In August of 2002 you were named Finals MVP for the 2nd straight year after winning your 2nd straight WNBA title with the Los Angeles Sparks: how were you able to play your best when it mattered the most? I had a wonderful trainer and loved working out/setting goals. He was really big on me visualizing what I wanted to accomplish and writing it down, which helped me try to focus on getting better every single year. That was the 1st year I ever wrote down that I wanted to dunk in a game and become MVP of the Finals, so it was just a matter of checking those items off my list and committing myself to my craft.

In September of 2004 you became the 3rd player in WNBA history to record a triple-double with 29 PTS/15 REB/10 BLK in a win over Detroit: where does that rank among the best all-around games of your career? I do not know…but scoring 101 PTS in a game was pretty cool! I never had a triple-double on my radar back then, which is unfortunate because now it is a very popular stat. We had lost to Detroit in the 2003 Finals so it was bittersweet to beat them in the regular season: I am a perfectionist.

You won 4 straight Olympic gold medals from 1996-2008: what did it mean to you to represent your country, and did it reach a point where you just expected to win every single time that you competed in the Olympics? It is 1 thing to represent your city/state, especially because I got to play my entire college/pro career in Los Angeles where I had grown up, but it means even more to wear the red/white/blue. We were always expected to win so we joked that “anything less would be uncivilized”! We did not want to be the team that disappointed our entire country so there was a lot on the line and we put a lot of pressure on ourselves. We set a high standard for ourselves dating back to the 1988 team with stars like Katrina McClain/Teresa Edwards and creating our own nucleus with newer players in 1996 like Dawn Staley. Our desire to win was unprecedented and we passed it along to the next group of women like Diana Taurasi/Sylvia Fowles to keep it a well-oiled machine. We had great camaraderie: the legacy was passed down from 1 team to the next to show them a certain way to do things.

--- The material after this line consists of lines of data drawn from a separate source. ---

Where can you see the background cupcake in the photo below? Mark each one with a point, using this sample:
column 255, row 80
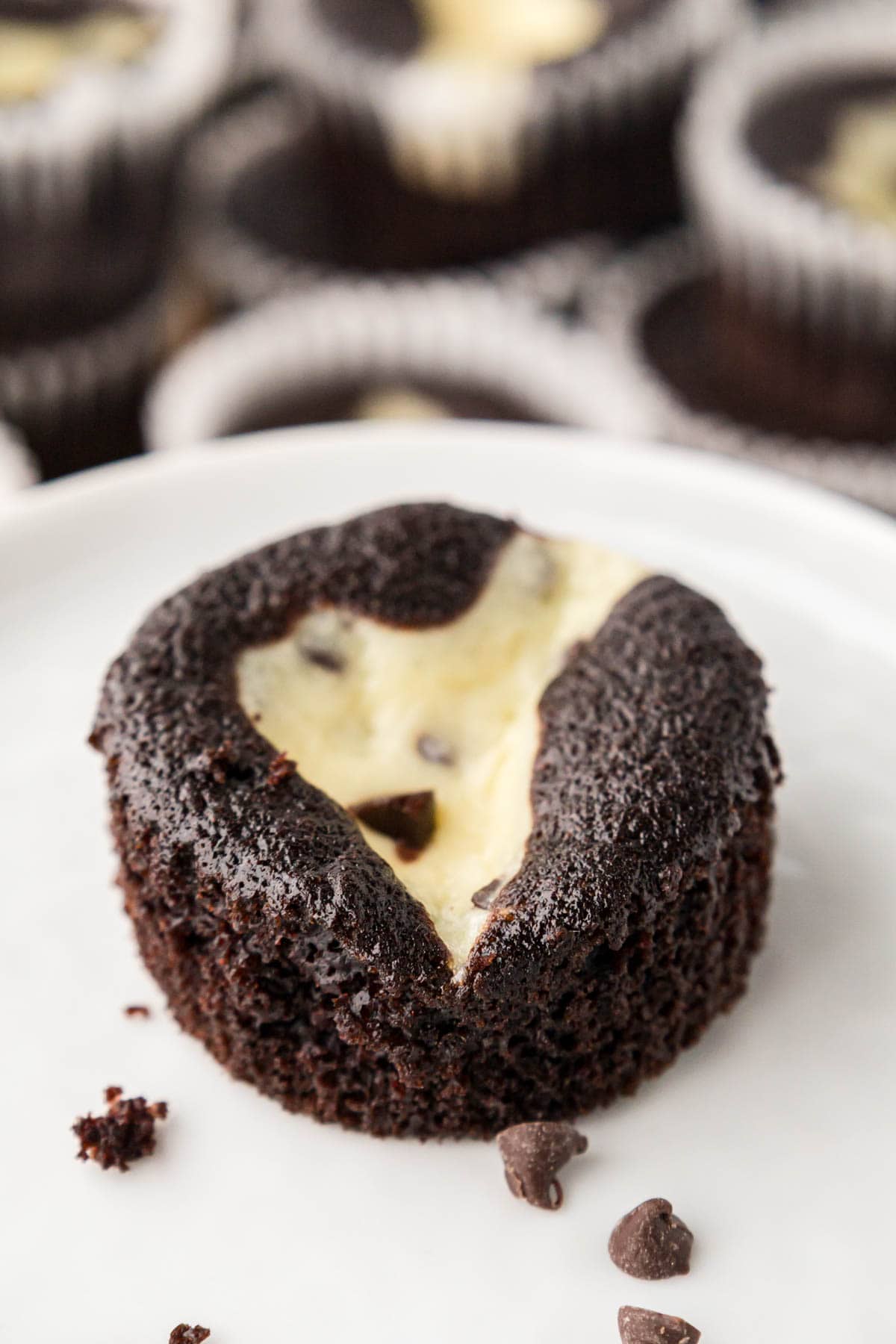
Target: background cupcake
column 470, row 129
column 790, row 156
column 383, row 349
column 94, row 102
column 652, row 316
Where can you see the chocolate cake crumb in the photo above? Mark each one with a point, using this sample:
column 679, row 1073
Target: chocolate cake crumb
column 534, row 1154
column 650, row 1242
column 327, row 659
column 406, row 818
column 638, row 1325
column 435, row 750
column 281, row 768
column 485, row 895
column 121, row 1136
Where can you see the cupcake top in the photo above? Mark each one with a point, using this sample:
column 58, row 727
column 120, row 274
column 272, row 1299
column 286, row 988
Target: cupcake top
column 381, row 349
column 82, row 77
column 461, row 92
column 653, row 312
column 790, row 154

In 2015 you were inducted into the Hall of Fame, which recently named an award after you in recognition of the best center in college basketball: what did it mean to you to receive such outstanding honors? I was just happy that they named an award after me while I was still alive: that is pretty cool! I am not an attention-seeker but I am happy to hand out the award to a young woman who might move on to the pros someday. Hopefully it will allow the younger players to look into the history of myself and the other great women in the Hall of Fame to see how the sport has evolved over time.

What have you been up to since retiring, and what do you hope to do in the future? My husband and I are both realtors so that is what we spend most of our time doing. We work with a lot of athletes/celebrities to help them find 2nd homes or property that they want to invest in.